T-41, Wednesday

If I could tear you from the ceiling,
I’d freeze us both in time,
Find a brand new way of seeing..
Your eyes forever glued to mine.

Don’t go and leave me,
And please don’t drive me blind,
Don’t go and leave me,
And please don’t drive me blind.

Blind to the sorrow, blind to the happiness. The blindness that overwhelms everyone around me, that seems to govern the world. Like that film clip I showed you, with the sun temporarily being darkened by the moon. The world seems to have that quality of darness, shadow, people being shadows of themselves. And me joining them, slowly but surely…

Serra

All these people with their colorful clothes and pretend highness and all I do is feel sorrow for having lost you and think about maybe I would do the same, pretend and be happy, maybe all I feel is envy for their pretend happiness and I should try to accept but I can’t and it feels like I am alone with my pain, surrounded by ghosts, shells of another world where I never belonged.
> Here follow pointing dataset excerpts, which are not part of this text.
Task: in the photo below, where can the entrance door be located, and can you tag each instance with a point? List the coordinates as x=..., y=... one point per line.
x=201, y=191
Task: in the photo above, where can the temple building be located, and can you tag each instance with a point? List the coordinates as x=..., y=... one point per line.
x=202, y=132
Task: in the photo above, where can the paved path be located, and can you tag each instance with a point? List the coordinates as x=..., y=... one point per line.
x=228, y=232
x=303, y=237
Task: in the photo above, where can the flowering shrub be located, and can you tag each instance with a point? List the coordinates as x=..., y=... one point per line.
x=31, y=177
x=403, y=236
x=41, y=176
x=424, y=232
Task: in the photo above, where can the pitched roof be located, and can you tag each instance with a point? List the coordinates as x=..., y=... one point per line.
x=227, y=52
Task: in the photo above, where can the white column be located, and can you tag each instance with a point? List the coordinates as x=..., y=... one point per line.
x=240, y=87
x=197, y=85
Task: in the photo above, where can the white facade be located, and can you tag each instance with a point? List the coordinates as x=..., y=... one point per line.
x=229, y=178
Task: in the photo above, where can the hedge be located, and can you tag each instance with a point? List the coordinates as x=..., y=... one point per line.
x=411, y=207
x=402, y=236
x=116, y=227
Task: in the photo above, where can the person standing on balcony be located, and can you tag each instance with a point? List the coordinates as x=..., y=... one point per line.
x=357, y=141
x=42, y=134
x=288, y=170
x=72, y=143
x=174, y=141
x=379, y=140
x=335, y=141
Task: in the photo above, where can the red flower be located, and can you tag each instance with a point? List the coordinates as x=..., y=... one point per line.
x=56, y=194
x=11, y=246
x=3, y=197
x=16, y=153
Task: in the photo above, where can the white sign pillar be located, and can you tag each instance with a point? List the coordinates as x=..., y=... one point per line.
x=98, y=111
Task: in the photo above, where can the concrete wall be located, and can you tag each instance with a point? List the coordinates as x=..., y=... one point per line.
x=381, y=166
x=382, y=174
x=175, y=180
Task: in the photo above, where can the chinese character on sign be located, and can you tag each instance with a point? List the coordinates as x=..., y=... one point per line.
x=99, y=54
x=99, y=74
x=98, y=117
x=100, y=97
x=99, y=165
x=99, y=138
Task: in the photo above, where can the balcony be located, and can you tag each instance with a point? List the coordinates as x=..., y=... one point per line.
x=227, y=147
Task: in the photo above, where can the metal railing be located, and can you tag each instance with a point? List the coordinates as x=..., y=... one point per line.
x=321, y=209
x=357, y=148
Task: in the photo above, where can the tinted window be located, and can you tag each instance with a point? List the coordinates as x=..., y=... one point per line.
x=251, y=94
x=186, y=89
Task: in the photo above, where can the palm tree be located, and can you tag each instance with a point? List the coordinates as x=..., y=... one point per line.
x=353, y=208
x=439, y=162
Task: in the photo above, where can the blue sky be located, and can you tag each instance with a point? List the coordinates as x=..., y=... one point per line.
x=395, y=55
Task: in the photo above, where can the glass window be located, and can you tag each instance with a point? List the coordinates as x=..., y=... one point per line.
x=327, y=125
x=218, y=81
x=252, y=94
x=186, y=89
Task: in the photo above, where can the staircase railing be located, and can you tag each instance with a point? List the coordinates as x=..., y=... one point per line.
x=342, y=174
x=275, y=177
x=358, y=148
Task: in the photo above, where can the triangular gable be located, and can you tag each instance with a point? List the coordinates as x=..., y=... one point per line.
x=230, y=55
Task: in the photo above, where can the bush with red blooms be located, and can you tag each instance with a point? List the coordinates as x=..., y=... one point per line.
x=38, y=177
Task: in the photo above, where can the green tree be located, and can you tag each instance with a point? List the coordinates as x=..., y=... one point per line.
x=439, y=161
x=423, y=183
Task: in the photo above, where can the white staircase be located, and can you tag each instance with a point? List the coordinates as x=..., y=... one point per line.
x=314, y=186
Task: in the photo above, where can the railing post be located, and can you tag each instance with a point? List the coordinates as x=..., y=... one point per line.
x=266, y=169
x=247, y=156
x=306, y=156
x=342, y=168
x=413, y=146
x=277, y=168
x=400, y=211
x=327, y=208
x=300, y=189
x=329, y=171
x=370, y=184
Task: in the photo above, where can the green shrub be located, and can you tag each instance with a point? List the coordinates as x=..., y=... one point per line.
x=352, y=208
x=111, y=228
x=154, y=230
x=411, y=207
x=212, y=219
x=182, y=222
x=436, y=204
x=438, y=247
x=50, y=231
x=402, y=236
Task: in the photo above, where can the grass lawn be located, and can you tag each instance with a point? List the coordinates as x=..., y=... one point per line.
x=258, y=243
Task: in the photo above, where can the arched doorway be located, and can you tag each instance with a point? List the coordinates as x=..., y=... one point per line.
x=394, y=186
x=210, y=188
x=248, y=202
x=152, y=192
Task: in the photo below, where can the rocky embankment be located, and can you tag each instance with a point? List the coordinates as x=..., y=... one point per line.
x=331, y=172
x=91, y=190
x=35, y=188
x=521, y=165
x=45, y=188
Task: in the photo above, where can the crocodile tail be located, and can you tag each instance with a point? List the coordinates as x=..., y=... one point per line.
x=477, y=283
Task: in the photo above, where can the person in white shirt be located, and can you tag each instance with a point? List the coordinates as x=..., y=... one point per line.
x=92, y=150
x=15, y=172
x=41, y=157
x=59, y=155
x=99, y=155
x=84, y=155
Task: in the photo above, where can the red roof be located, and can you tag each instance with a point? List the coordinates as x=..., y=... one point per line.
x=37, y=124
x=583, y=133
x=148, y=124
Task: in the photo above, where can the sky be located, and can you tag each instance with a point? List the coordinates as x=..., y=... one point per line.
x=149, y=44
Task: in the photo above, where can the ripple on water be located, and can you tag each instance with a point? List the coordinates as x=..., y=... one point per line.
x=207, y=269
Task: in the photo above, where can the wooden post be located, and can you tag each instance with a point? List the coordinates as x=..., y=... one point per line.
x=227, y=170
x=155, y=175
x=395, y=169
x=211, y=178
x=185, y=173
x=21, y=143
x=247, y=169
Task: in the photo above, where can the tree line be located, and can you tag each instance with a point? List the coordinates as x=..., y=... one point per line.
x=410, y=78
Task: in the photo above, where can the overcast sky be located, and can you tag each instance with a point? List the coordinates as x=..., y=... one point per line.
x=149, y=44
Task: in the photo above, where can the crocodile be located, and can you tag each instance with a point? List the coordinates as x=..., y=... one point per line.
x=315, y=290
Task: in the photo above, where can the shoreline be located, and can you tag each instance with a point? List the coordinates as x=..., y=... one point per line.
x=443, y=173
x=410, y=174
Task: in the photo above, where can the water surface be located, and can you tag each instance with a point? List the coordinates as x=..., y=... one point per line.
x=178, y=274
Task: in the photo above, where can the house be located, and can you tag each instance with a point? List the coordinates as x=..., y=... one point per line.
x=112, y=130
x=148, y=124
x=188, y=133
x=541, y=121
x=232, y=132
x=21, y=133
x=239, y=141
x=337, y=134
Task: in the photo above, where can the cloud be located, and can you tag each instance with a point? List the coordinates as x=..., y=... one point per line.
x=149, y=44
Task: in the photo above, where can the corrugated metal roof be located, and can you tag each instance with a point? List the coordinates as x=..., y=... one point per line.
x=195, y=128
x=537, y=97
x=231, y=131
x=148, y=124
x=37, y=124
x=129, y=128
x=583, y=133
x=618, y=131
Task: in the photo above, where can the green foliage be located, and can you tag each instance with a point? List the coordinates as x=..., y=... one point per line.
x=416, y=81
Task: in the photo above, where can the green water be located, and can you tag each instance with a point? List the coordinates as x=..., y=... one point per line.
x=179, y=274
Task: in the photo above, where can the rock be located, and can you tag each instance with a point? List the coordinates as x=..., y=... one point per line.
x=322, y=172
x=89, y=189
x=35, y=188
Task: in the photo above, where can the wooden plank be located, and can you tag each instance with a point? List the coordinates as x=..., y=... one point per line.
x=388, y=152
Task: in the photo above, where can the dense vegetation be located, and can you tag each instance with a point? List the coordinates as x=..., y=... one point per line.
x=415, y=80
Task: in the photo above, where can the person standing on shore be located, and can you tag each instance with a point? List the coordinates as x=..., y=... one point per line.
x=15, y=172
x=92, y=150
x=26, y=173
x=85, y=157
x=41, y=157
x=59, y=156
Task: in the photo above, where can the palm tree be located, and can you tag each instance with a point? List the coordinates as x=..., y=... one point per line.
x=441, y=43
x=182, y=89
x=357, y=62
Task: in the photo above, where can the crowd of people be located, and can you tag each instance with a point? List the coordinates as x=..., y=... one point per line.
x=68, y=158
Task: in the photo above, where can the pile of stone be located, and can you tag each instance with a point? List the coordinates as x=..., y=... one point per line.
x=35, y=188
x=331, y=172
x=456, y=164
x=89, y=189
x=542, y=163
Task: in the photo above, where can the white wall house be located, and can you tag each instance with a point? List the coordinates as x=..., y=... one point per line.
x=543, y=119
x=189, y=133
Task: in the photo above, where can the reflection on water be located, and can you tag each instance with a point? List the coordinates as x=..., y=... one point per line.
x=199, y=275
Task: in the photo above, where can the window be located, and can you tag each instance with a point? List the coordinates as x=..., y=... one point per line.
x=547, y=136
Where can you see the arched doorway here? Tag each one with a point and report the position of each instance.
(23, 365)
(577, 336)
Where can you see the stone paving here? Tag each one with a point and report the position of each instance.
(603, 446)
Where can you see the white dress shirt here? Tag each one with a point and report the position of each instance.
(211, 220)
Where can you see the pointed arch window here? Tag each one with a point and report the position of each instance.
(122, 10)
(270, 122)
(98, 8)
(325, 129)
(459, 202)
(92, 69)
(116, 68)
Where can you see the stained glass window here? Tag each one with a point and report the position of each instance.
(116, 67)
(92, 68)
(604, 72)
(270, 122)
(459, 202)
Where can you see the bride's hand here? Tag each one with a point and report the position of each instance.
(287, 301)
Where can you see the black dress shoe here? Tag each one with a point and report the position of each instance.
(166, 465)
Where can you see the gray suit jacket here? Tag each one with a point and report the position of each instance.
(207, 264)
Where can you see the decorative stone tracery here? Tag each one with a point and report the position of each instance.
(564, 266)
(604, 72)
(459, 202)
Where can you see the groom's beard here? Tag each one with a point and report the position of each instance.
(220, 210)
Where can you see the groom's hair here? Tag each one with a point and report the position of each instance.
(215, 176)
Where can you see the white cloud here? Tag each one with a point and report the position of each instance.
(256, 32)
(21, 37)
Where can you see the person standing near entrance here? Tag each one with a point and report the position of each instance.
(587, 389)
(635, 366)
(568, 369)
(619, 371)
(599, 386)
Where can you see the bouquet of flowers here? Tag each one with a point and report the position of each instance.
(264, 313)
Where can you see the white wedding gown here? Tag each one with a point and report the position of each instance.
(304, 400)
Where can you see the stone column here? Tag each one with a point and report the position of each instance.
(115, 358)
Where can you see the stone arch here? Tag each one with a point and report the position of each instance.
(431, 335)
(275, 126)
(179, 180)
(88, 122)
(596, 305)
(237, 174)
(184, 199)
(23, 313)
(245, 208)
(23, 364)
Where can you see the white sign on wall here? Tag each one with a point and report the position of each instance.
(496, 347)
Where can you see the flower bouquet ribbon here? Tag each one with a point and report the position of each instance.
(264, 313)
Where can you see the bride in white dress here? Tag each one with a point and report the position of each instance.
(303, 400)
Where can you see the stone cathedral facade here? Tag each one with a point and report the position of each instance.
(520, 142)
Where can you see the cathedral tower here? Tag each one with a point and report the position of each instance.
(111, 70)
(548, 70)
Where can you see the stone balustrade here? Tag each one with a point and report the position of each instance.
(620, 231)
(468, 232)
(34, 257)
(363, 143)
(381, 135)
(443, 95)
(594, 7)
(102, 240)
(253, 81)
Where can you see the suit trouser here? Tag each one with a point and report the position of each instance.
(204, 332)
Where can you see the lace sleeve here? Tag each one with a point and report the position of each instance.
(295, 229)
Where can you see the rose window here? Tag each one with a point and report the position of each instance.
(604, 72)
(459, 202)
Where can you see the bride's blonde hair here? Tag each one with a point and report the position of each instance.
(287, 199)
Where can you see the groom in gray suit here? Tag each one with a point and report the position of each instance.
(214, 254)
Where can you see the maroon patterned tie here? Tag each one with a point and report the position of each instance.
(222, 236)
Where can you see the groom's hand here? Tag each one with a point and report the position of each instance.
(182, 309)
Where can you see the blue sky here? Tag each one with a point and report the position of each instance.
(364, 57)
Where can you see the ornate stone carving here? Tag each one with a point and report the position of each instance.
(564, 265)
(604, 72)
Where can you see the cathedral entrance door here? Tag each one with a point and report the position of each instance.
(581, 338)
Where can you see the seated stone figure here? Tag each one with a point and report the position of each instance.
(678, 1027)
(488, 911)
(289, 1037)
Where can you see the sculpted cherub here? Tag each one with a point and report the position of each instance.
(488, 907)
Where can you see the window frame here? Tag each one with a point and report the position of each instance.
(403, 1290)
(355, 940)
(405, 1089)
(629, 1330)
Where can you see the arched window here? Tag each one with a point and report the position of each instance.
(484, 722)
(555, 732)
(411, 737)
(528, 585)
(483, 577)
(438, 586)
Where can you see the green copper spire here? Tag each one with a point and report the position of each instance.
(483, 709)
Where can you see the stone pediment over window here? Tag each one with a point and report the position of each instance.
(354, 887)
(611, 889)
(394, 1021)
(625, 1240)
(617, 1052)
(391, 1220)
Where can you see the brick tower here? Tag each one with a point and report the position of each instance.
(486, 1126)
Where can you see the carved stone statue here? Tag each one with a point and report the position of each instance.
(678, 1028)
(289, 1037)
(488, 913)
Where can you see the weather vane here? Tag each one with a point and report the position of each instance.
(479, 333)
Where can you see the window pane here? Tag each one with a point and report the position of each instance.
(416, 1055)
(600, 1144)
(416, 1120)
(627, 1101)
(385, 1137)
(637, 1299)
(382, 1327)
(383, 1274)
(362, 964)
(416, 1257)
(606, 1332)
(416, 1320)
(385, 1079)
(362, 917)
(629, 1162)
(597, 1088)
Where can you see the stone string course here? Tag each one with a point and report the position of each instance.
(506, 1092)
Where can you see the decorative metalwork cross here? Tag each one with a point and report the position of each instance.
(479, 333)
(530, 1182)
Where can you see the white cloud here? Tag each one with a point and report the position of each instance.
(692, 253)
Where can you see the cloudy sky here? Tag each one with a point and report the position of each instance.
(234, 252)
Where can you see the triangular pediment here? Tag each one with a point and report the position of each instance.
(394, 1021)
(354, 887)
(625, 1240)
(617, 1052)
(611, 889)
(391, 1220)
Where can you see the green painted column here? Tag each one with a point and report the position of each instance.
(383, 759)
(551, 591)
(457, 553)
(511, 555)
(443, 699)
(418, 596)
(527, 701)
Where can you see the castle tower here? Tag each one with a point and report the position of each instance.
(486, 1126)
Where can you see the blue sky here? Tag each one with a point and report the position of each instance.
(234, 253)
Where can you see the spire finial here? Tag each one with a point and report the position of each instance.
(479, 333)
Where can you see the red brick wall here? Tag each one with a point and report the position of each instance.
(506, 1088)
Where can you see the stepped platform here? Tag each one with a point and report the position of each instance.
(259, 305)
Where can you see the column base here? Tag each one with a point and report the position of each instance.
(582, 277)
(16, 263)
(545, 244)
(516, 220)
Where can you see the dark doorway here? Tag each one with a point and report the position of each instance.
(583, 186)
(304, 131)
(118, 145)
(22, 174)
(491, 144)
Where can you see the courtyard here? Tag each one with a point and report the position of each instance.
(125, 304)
A world I was always supposed to belong to but I could never muster the courage to let go of what I believe to be the core, the meaning of what I’m here for, to truly live and feel. I see you in the background of my screen with Serra looming large, as you put it, and I feel that if I was there again I would run to you, hug you, make love to you again under that dark, deep obelisk that passes no judgements. I want to be there again, see the tetrahedron, see it light up and ask you to marry me.